Personal information
- Full name: William Horsley
- Born: 6 June 1835 Southwell, Nottinghamshire, England
- Died: 29 August 1864 (aged 29) Southwell, Nottinghamshire, England
- Batting: Unknown

Domestic team information
- 1862: Nottinghamshire

Career statistics
| Competition | First-class |
| Matches | 2 |
| Runs scored | 31 |
| Batting average | 15.50 |
| 100s/50s | –/– |
| Top score | 16 |
| Balls bowled | – |
| Wickets | – |
| Bowling average | – |
| 5 wickets in innings | – |
| 10 wickets in match | – |
| Best bowling | – |
| Catches/stumpings | –/– |
- Source: Cricinfo, 22 February 2013

= William Horsley (cricketer) =

English cricketer

William Horsley (6 June 1835 - 29 August 1864) was an English cricketer.
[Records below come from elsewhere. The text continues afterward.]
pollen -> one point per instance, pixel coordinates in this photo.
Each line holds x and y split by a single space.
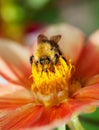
53 81
51 86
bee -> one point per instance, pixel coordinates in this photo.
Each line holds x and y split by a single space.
47 51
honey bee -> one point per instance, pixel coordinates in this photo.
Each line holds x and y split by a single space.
47 51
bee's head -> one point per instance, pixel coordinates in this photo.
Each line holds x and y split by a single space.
47 48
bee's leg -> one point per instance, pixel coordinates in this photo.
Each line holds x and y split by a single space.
31 59
56 58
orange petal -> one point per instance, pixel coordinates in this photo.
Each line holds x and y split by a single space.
20 117
14 61
72 39
12 96
88 64
91 92
58 115
92 80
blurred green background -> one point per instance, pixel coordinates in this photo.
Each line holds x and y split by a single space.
21 17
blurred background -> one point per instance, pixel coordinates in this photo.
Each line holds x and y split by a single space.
20 18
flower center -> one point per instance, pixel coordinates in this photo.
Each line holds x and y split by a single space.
52 76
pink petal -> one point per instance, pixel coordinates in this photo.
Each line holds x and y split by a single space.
88 64
12 96
91 92
20 117
72 39
14 62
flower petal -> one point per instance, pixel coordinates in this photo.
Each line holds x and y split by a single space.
14 59
12 96
72 39
58 115
91 92
92 80
20 117
88 64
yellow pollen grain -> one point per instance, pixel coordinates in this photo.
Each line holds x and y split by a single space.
51 87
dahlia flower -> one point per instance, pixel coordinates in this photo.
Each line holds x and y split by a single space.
47 94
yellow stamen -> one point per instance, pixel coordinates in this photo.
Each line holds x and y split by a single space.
51 87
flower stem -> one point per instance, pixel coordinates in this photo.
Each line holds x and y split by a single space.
75 124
Horsley's batting style is unknown. He was born at Southwell, Nottinghamshire.

Horsley made two first-class appearances for Nottinghamshire in 1862, against Cambridgeshire at Fenner's and Surrey at The Oval. He scored 31 runs in his two matches, with a high score of 16.

He died at the town of his birth on 29 August 1864.